You get zero instrumentation code with 100% coverage of all framework primitives (APIs, databases, Pub/Sub, cron, caches, service calls). Traces work locally during development with nothing to install or configure, and in production through Encore Cloud's built-in Trace Explorer.

Coverage in practice: For anything built with Encore's primitives, coverage is 100% by definition. The compiler knows what your code does because you declared it using typed primitives. New endpoints and infrastructure calls are traced automatically the moment you write them.

This eliminates a common failure mode: instrumentation rot. In OTel-based Go projects, developers add spans when code is first written. As the codebase evolves, new endpoints and service calls appear without corresponding instrumentation.
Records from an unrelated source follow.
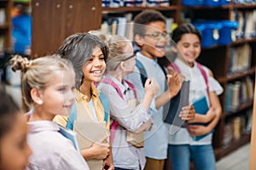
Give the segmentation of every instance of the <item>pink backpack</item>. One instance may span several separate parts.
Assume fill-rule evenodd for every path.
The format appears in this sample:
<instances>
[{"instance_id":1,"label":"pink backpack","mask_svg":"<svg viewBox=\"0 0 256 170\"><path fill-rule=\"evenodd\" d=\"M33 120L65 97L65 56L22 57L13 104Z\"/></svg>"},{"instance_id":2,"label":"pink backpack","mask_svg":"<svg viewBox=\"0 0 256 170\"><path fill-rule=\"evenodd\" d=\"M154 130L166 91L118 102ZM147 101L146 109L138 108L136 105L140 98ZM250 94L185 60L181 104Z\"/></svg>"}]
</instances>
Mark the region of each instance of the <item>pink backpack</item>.
<instances>
[{"instance_id":1,"label":"pink backpack","mask_svg":"<svg viewBox=\"0 0 256 170\"><path fill-rule=\"evenodd\" d=\"M137 98L137 93L136 93L133 84L127 80L124 80L124 81L128 84L129 88L133 91L135 98ZM122 94L119 87L116 83L114 83L110 78L104 78L103 80L101 81L101 82L103 82L106 84L110 84L112 87L113 87L116 89L116 91L118 92L119 96L122 99L124 99L123 94ZM111 142L111 144L113 144L118 126L119 126L119 122L115 120L113 120L113 123L110 125L110 129L111 129L110 142Z\"/></svg>"}]
</instances>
Nobody notices until a production incident hits an uninstrumented path. With compiler-driven instrumentation, that category of problem doesn't exist.

Why local dev tracing matters

Most tracing setups only work in deployed environments. You instrument your code, push to staging, and then check whether traces look correct. If a span is missing or context didn't propagate, you iterate through another deploy cycle.

This means most debugging during development still happens with fmt.Println. Traces become something you look at after the fact rather than a tool you use while building.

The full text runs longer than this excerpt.